If growth is moderating toward trend and inflation appears to be centering around policy makers’ objective as the fed funds rate probes neutral territory, a significant portion of the FOMC should be willing to slow -- if not pause -- the pace of interest-rate increases in order to assess economic conditions. Policy makers may not be able to precisely identify the neutral policy rate in real time, but a continual decline in the terminal fed funds rate over the past several tightening cycles (shown below) serves as a cautionary reminder that, as Powell quipped at Jackson Hole, a “smaller dose” of normalization may prove adequate.

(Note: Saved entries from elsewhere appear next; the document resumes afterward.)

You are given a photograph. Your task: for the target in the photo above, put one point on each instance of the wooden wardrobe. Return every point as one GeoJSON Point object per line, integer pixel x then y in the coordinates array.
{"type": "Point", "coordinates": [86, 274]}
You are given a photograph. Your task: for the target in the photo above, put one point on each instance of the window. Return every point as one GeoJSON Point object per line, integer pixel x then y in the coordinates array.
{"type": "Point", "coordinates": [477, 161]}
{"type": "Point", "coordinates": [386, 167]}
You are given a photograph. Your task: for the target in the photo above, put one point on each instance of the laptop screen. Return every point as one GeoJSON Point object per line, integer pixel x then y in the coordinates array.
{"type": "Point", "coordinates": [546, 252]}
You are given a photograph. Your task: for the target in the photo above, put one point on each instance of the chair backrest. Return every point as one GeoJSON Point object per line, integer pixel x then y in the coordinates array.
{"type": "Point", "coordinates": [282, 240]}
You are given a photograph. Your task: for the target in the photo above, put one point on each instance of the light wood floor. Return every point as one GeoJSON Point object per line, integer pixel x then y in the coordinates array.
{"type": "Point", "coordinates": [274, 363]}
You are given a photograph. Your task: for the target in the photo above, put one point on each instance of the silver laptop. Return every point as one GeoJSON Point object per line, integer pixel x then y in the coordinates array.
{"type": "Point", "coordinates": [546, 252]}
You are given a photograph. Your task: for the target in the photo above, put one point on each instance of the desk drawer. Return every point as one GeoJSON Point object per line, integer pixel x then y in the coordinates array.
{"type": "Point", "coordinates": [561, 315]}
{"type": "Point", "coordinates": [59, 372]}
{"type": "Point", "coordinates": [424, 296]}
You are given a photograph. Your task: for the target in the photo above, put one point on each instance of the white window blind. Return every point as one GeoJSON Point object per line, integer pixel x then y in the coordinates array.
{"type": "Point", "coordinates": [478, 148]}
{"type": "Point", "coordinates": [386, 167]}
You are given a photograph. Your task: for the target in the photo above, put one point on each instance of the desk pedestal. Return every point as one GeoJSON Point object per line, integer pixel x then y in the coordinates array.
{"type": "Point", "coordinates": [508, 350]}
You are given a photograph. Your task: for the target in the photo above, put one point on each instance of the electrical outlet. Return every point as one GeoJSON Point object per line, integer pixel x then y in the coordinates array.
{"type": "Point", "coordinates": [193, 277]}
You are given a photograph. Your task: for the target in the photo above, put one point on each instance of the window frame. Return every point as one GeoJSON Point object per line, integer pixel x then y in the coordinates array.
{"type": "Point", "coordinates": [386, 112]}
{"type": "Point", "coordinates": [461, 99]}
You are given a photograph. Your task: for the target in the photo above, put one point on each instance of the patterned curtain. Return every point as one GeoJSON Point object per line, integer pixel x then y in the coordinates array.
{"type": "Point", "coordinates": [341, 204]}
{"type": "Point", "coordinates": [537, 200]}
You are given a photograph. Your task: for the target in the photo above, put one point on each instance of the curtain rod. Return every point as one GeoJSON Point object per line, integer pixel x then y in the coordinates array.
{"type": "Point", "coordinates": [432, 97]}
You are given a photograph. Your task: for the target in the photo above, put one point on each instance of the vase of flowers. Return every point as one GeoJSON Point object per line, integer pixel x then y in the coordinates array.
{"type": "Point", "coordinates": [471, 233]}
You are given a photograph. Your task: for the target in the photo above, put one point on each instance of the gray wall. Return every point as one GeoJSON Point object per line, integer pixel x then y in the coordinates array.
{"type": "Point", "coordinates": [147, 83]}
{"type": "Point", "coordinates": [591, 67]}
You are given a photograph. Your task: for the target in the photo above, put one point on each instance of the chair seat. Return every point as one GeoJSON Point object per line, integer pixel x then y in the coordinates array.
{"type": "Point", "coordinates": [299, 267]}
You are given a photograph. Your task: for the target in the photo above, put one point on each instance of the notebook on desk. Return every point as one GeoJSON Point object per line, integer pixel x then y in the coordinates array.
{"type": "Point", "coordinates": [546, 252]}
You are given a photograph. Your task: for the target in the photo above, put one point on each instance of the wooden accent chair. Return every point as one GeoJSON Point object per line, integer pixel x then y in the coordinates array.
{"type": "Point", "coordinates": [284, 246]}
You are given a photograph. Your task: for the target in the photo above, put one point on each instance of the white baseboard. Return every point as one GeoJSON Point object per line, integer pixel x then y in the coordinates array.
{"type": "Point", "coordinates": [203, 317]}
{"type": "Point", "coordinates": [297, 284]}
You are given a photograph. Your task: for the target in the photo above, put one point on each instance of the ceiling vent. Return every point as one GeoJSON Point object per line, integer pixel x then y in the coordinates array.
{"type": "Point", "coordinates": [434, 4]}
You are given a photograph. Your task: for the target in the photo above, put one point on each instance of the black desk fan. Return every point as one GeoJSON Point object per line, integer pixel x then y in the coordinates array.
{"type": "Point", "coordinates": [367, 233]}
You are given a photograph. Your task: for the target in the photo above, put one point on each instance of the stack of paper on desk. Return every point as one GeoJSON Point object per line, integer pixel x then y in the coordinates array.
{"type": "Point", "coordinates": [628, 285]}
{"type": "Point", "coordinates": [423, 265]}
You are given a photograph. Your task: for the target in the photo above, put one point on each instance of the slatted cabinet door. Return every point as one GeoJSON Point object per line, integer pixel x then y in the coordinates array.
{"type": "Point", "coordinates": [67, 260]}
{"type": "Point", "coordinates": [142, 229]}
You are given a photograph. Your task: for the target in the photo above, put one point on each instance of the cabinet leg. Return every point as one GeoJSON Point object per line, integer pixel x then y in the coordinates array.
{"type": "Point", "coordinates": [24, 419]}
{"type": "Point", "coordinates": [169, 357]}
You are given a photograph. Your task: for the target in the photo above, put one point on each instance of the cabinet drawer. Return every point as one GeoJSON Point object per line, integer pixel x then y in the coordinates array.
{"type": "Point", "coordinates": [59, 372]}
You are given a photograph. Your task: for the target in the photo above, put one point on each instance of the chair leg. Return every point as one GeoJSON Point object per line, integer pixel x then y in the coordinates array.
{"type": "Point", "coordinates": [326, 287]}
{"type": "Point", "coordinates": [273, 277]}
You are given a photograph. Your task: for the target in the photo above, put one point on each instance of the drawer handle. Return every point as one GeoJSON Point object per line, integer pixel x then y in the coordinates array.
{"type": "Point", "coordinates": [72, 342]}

The PCE Core inflation gauge, which is the Fed’s preferred measure currently stands at 2%. Chained PCE inflation is at 2.3%. The Fed’s Funds rate is now 2.25% so it is becoming increasingly clear that after 8 rate hikes policy is moving from accommodative to neutral.
The PCE Core Inflation Index will next be updated on September 28th. The Index has held a progression of higher reaction lows since 2010 and 2% represents the upper boundary of the range which has persisted since 2012. If inflation breaks on the upside then the calculation of whether the Fed’s policy is in fact now neutral will need to be revisited.
The 10-year Treasury future is short-term oversold and testing the May lows. It steadied today but upside follow through will be required to signal a return to demand dominance.
Gold continues to hold in an inert manner near $1200. That condition is not going to persist indefinitely for what has historically been a volatile price series.